The university of chiba scientists believe that a range of genetic factors may influence the body’s response to the virus and that further research is warranted.
At the same time, a different immune response seems to be at work.
The Japanese immune system tends to react to novel coronaviruses, which have been circulating in east Asia for hundreds of years, said Tokyo university researcher tatsuhiko koda, citing a preliminary study.
The mystery of low death rates in east Asia can be explained by the presence of the immune system.
Other studies have suggested that BCG vaccination may offer some protection, since anti-tb vaccines may induce an immune-boosting response at the cellular level.
But researchers at fujita health university in Japan also point out that the record of BCG vaccination in Japan is similar to that in France, where mortality rates are very different.
“Another factor worth investigating is differences in the microbial community — the trillions of bacteria in the human gut that play a huge role in the immune response.”
Megan Murray, an epidemiologist at harvard medical school, says different regions have different diets, and their microbial communities vary widely.
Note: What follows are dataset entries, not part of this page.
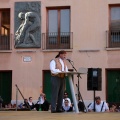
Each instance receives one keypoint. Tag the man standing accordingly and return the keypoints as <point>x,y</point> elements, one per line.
<point>58,65</point>
<point>100,106</point>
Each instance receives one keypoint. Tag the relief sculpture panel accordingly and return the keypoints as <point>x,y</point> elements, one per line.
<point>27,25</point>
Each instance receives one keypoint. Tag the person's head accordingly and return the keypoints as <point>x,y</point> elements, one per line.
<point>25,100</point>
<point>21,15</point>
<point>61,54</point>
<point>30,99</point>
<point>65,94</point>
<point>98,100</point>
<point>66,102</point>
<point>43,96</point>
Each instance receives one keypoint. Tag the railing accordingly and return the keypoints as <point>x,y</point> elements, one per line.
<point>113,39</point>
<point>5,42</point>
<point>55,40</point>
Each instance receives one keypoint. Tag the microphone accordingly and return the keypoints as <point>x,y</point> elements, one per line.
<point>69,60</point>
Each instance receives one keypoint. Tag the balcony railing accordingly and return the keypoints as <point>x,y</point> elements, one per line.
<point>55,40</point>
<point>113,39</point>
<point>5,43</point>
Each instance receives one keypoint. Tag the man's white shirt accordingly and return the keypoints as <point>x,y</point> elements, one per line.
<point>53,67</point>
<point>98,107</point>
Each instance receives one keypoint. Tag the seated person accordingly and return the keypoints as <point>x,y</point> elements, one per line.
<point>67,107</point>
<point>100,106</point>
<point>42,104</point>
<point>80,105</point>
<point>113,108</point>
<point>26,104</point>
<point>30,103</point>
<point>66,97</point>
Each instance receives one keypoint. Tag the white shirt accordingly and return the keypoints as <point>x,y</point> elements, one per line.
<point>98,107</point>
<point>53,67</point>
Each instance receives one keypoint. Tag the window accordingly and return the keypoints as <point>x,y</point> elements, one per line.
<point>114,34</point>
<point>4,29</point>
<point>58,28</point>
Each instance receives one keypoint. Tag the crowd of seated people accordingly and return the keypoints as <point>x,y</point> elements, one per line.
<point>43,105</point>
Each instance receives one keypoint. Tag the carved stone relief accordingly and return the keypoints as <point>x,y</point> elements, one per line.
<point>27,25</point>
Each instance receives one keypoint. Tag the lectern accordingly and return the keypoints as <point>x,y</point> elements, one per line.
<point>69,74</point>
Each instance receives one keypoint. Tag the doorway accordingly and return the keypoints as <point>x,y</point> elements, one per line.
<point>113,86</point>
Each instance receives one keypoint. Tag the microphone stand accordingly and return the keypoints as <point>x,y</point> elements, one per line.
<point>79,94</point>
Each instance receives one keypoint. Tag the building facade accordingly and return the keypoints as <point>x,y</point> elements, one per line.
<point>33,32</point>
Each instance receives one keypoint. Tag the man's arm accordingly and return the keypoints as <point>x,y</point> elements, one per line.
<point>53,67</point>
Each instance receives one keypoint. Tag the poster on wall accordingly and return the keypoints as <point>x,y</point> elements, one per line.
<point>27,26</point>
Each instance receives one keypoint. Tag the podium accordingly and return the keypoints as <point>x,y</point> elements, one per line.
<point>69,74</point>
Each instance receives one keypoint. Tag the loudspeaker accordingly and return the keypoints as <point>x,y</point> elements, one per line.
<point>94,79</point>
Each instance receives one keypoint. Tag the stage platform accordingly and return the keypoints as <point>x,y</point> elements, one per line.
<point>40,115</point>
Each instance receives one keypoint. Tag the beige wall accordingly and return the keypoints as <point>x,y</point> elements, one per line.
<point>89,22</point>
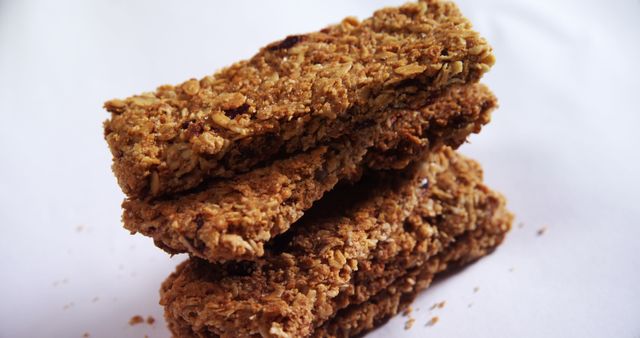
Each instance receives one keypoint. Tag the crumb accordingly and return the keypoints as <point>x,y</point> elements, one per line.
<point>438,305</point>
<point>433,321</point>
<point>137,319</point>
<point>542,230</point>
<point>409,323</point>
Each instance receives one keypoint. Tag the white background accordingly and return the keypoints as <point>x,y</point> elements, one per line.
<point>563,147</point>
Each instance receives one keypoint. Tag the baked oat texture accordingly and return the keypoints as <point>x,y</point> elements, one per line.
<point>293,95</point>
<point>233,218</point>
<point>330,262</point>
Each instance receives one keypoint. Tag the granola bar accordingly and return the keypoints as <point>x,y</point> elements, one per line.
<point>293,95</point>
<point>360,318</point>
<point>233,218</point>
<point>329,262</point>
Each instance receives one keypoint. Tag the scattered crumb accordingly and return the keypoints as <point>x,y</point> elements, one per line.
<point>135,320</point>
<point>542,230</point>
<point>60,282</point>
<point>433,321</point>
<point>409,323</point>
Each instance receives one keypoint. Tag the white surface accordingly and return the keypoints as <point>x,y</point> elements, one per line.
<point>562,147</point>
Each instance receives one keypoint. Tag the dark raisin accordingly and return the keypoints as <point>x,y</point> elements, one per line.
<point>320,174</point>
<point>199,221</point>
<point>459,121</point>
<point>241,268</point>
<point>287,43</point>
<point>195,129</point>
<point>424,183</point>
<point>232,113</point>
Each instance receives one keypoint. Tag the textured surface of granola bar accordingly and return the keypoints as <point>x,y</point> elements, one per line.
<point>291,96</point>
<point>233,218</point>
<point>329,262</point>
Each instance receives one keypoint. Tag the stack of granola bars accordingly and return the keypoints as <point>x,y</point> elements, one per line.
<point>314,186</point>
Climate, demographics, lifestyle and obesity rates are also under scrutiny, but there are always some puzzling counterexamples to be found.
First, in places such as Cambodia, Vietnam and Singapore, hot and humid weather is seen as a potential plus.
Several studies have shown that heat and humidity can at least slow the spread of the virus.
But the steady stream of confirmed and fatal cases in some equatorial countries, including Ecuador and Brazil, has thrown that view into question.
Second, demographics also play a role in regional differences.
For example, Africa’s overall younger population may be more resistant than older communities in northern Italy.
But Japan has the world’s oldest population, and people are looking for different reasons to control the virus.
Many experts point out that good hygiene practices, such as wearing masks and avoiding handshakes, have helped slow the spread of the virus, and that the national health care system and the country’s emphasis on protecting the elderly may have reduced the death toll.
What’s more, obesity has also been studied.
Obesity rates in many Asian countries are much lower than in the west, and obesity is considered a high risk factor for severe illness and complications.
Obesity is just over 4 percent in Japan, less than 5 percent in South Korea, more than 20 percent in Western Europe and 36 percent in the United States, according to the world health organization.
So far, however, any epidemiological studies of the virus have been based on incomplete data.
As the Washington post points out, any conclusions could be overturned as new data emerge.
Experts cautioned that the novel coronavirus pandemic was still in its early stages and that it would take time to solve scientific puzzles.
No matter how different the death rates are around the world, there is no reason for each country to let its guard down.